LombokPost - Gebrakan strategis untuk memperkuat ekonomi di wilayah Indonesia Timur resmi dimulai dari ujung barat Pulau Flores.
Wakil Bupati Lombok Tengah M Nursiah turut menghadiri agenda penting Penandatanganan Perjanjian Kerja Sama (PKS) Regional Bali, NTB, dan NTT (KR-BNN) yang digelar di The Golo Mori, Manggarai Barat, Nusa Tenggara Timur, Rabu (28/1).
Langkah kolaborasi ini merupakan tindak lanjut dari nota kesepahaman (MoU) yang sebelumnya telah diteken di Sirkuit Mandalika.
Kerja sama ini mengusung misi besar untuk mengintegrasikan potensi tiga provinsi dalam satu kesatuan ekonomi yang disebut sebagai "Golden Triangle" Indonesia Timur.
Wabup Nursiah menegaskan bahwa bagi Lombok Tengah, sinergi ini adalah peluang emas untuk memperkuat konektivitas pariwisata antara Mandalika dan Labuan Bajo.
"Kita tidak ingin lagi berjalan sendiri-sendiri. Dengan PKS ini, ada lima prioritas strategis yang dicanangkan, mulai dari pariwisata, konektivitas transportasi, pembangunan, hingga penguatan energi bersih," ungkap Nursiah.
Penandatanganan ketiga gubernur tersebut menandai dimulainya fase implementasi nyata.
Lombok Tengah, kata Wabup Nursiah, sebagai salah satu penyangga utama pariwisata di NTB melalui KEK Mandalika, dipastikan akan mengambil peran kunci dalam koordinasi transportasi laut dan udara yang menghubungkan Bali dan NTT.
Kehadiran orang nomor dua di Gumi Tatas Tuhu Trasna ini juga menunjukkan komitmen kuat Pemkab Lombok Tengah dalam mendukung integrasi pasar UMKM dan investasi di tingkat regional.
Dengan ditekennya PKS ini, diharapkan hambatan logistik dan birokrasi antar-provinsi dapat dipangkas demi pertumbuhan ekonomi yang lebih merata di wilayah Sunda Kecil.
Sebagai informasi pada pertemuan ketiga ini, ketiga provinsi memasuki tahap konsolidasi dan penguatan implementasi kerja sama lintas sektor yang lebih konkret.

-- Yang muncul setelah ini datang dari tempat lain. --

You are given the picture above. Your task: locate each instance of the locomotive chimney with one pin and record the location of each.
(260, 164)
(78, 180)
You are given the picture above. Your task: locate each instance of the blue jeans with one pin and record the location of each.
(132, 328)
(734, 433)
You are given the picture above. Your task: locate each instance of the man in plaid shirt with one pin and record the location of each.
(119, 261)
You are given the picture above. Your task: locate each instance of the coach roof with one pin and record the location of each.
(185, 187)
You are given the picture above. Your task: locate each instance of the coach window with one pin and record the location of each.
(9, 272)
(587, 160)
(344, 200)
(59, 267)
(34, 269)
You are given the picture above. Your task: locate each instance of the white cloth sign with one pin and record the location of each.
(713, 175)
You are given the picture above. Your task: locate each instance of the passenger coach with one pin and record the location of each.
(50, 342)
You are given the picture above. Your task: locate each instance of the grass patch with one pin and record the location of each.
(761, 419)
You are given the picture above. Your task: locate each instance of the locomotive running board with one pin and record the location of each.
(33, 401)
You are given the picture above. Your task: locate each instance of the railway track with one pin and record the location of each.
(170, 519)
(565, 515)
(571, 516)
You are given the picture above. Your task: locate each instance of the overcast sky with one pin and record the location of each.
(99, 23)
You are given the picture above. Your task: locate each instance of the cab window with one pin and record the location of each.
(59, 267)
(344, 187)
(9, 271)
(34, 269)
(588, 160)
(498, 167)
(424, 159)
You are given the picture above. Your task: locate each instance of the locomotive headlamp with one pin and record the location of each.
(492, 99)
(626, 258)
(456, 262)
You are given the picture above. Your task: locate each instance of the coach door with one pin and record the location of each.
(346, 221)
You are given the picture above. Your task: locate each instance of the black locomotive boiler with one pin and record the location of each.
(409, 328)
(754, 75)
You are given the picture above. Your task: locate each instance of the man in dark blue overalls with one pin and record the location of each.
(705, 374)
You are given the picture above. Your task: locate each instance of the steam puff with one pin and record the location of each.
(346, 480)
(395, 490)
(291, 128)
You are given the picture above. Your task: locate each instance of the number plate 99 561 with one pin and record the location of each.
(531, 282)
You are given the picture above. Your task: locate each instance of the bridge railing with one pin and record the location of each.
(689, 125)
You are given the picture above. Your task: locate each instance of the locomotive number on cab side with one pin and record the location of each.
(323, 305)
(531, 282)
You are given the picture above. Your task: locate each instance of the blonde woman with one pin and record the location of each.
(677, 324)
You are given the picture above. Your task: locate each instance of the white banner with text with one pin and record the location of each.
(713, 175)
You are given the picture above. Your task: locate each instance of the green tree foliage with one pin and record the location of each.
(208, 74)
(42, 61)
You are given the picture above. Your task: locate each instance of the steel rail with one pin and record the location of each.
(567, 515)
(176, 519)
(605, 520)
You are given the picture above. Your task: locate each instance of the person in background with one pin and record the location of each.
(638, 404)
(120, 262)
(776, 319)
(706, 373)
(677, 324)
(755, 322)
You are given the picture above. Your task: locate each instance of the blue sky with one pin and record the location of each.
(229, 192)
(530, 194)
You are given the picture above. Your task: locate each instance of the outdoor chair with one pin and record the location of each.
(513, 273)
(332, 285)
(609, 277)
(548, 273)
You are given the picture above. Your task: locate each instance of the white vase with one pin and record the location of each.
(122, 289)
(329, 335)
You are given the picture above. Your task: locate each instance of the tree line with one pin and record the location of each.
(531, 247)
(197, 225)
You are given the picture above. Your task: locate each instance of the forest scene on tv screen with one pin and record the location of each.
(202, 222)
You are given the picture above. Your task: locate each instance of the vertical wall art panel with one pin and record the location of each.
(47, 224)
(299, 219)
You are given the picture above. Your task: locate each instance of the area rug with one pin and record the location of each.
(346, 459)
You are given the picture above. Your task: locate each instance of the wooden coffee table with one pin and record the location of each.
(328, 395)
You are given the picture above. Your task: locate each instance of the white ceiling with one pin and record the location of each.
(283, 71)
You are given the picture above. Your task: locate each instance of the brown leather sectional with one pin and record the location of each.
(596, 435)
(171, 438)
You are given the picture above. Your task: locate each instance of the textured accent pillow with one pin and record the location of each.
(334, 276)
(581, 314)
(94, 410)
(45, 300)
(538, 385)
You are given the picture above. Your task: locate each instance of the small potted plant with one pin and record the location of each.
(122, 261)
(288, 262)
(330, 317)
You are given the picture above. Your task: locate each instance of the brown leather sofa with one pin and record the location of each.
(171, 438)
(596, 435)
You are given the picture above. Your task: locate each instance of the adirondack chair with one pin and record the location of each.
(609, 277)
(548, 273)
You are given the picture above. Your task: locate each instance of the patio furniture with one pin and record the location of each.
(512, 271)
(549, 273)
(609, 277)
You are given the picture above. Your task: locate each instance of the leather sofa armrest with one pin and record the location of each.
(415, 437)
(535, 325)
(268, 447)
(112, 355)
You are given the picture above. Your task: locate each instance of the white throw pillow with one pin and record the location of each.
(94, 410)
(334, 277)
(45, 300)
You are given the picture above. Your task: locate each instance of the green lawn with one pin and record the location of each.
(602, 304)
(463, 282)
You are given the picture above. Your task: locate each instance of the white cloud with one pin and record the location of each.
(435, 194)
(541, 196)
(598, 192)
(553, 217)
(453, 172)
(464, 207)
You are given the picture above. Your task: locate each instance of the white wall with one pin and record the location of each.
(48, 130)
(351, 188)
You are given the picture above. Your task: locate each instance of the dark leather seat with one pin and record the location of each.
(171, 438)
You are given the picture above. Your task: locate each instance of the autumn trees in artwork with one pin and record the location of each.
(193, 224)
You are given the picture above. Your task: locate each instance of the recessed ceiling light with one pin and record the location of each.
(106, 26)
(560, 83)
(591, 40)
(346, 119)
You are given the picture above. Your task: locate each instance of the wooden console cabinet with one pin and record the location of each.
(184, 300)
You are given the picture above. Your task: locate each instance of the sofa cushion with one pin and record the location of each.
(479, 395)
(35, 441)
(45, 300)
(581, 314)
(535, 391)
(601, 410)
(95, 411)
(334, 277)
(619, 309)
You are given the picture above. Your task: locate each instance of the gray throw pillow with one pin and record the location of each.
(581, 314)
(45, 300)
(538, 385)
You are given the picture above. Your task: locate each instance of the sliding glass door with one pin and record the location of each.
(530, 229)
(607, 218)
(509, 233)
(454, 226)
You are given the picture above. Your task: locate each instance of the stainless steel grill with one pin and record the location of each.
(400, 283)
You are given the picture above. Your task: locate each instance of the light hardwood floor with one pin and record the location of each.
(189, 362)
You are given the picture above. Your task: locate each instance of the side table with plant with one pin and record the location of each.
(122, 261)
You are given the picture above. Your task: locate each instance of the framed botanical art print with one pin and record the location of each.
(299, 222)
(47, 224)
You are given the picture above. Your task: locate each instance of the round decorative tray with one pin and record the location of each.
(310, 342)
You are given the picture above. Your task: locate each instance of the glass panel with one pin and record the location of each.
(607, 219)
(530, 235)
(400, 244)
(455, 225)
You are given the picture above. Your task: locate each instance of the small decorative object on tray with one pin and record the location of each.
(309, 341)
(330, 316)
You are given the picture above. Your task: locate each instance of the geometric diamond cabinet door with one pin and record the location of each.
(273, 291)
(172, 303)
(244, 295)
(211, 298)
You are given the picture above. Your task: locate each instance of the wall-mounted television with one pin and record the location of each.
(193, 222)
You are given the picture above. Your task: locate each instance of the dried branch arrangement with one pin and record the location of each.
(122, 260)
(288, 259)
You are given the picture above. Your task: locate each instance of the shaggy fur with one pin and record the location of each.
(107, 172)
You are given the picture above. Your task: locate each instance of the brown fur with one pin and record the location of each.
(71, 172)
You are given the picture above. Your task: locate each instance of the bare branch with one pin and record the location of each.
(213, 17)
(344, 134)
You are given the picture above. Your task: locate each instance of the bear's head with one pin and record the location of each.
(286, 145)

Gubernur NTB Lalu Muhamad Iqbal menyampaikan, bahwa kerja sama regional Bali–NTB–NTT telah bergerak dari sekadar niat dan komitmen politik menuju realisasi yang mulai dirasakan manfaatnya oleh masyarakat.
Menurutnya, kolaborasi kawasan ini menjadi contoh regionalisme baru yang tumbuh dari daerah untuk menjawab tantangan nasional dan global.
“Kerja sama ini bukan lagi wacana. Kita sudah melihat dampak nyata, salah satunya dari penguatan konektivitas. Jumlah rute penerbangan dari dan menuju NTB meningkat dari 18 menjadi 27 rute. Ini menunjukkan bahwa integrasi kawasan Bali–NTB–NTT sudah berjalan dan terus berkembang,” ujar Gubernur.
Dalam pertemuan tersebut, para Kepala Perangkat Daerah dari Bali, NTB dan NTT menandatangani sejumlah perjanjian kerja sama teknis sebagai turunan dari MoU yang mencakup lima bidang strategis, yakni:
- Optimalisasi pariwisata dan ekonomi kreatif terintegrasi,
- Pengembangan super grid energi terbarukan kawasan,
- Penguatan perdagangan dan ekspor antarprovinsi,
- Pengembangan sistem transportasi dan konektivitas laut, penyeberangan, dan udara, serta
- Integrasi perencanaan pembangunan regional.
Melalui kerja sama regional Bali–NTB–NTT, ketiga provinsi sepakat untuk mengakhiri pola pembangunan yang bersifat parsial.
Ketiganya akan bergerak bersama membangun kawasan Bali–Nusra sebagai lokomotif pertumbuhan ekonomi Indonesia Timur, berdaya saing nasional dan internasional serta berorientasi pada kesejahteraan masyarakat secara berkelanjutan.